Leonard Louis Dragone, MD, PhD
I am a board certified Pediatric Rheumatologist and physician-scientist with a long-standing interest in understanding how disregulation of lymphocyte function and signaling contributes to the pathogenesis of disease. My PhD thesis examined the function of leukosialin (CD43), a cell surface sialomucin that was originally thought to be altered or absent in patients with Wiskott-Aldrich syndrome (WAS), an X-linked immunodeficiency.
During my postdoctoral training in Dr. Art Weiss’ laboratory, I developed an interest in lymphocyte signaling, specifically focusing on adaptor molecules involved in ubiquitin-mediated degradation of signaling molecules. Our studies of Src-like adaptor protein (SLAP) established its importance as an adaptor of E3 ubiquitin ligases that target the activated components of the T-cell receptor (TCR) and B-cell receptor (BCR) signaling complex for internalization and degradation.
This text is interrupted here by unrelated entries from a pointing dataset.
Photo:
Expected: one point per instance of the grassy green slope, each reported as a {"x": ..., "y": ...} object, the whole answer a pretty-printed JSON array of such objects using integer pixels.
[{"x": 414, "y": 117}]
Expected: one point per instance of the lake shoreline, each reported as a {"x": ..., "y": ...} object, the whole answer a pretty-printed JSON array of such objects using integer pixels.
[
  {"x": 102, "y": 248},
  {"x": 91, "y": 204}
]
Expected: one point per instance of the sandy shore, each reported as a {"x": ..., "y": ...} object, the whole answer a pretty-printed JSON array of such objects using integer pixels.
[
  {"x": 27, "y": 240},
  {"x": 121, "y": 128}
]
As a new investigator at National Jewish Health, Colorado Children’s Hospital and University of Colorado School of Medicine, in addition to caring for patients in the pediatric rheumatology clinic, I have established my own research program that focuses on using biochemical, cellular, and immunologic approaches along with mouse models of autoimmune disease (RA, SLE) to study the role of lymphocyte signaling in human disease.
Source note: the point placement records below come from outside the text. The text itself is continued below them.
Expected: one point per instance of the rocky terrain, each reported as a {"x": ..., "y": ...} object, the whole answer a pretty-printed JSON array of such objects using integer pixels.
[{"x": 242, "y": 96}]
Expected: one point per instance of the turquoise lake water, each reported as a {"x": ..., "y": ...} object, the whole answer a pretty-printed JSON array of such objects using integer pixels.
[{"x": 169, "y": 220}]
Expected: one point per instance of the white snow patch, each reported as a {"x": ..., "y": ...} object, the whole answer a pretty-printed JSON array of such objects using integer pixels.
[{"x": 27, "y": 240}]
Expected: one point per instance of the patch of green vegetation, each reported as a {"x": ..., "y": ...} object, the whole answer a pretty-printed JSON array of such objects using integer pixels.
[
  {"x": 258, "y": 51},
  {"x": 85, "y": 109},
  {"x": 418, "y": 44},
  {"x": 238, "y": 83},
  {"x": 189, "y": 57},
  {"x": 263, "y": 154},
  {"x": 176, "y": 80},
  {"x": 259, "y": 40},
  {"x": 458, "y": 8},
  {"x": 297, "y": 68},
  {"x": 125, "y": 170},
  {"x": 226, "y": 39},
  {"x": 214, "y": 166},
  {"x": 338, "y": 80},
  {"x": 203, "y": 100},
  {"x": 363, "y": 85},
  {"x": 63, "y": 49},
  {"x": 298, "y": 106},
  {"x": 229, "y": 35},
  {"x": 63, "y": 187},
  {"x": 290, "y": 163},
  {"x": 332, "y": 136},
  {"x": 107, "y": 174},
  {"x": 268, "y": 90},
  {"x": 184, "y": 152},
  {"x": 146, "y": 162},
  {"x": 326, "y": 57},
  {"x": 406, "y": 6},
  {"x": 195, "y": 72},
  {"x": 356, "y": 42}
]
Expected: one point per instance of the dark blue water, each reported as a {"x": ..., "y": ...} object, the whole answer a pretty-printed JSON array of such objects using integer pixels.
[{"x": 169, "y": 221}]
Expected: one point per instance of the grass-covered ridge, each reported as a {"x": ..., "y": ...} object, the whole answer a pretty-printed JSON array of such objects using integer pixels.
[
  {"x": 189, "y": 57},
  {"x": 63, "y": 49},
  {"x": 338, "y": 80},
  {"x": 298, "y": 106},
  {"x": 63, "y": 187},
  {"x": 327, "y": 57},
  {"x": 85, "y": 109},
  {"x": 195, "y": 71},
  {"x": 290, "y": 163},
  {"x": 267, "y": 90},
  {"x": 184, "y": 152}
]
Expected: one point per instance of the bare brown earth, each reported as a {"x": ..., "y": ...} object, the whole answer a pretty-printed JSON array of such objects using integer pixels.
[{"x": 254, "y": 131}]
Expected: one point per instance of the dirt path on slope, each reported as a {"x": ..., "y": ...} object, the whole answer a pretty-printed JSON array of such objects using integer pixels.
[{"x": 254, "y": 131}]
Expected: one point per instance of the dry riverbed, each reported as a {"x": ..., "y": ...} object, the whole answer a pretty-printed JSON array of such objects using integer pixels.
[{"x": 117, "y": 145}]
We are defining how alterations in ubiquitinylation as well as NEDDylation alter signaling through the T-cell receptor complex in mouse models of inflammatory arthritis and systemic lupus erythematosus (SLE) to determine their role in autoimmune pathogenesis. In addition, we are defining the mechanism of pregnancy-induced arthritis amelioration as a means of identifying new signaling pathways that may be targeted to treat autoimmune disease.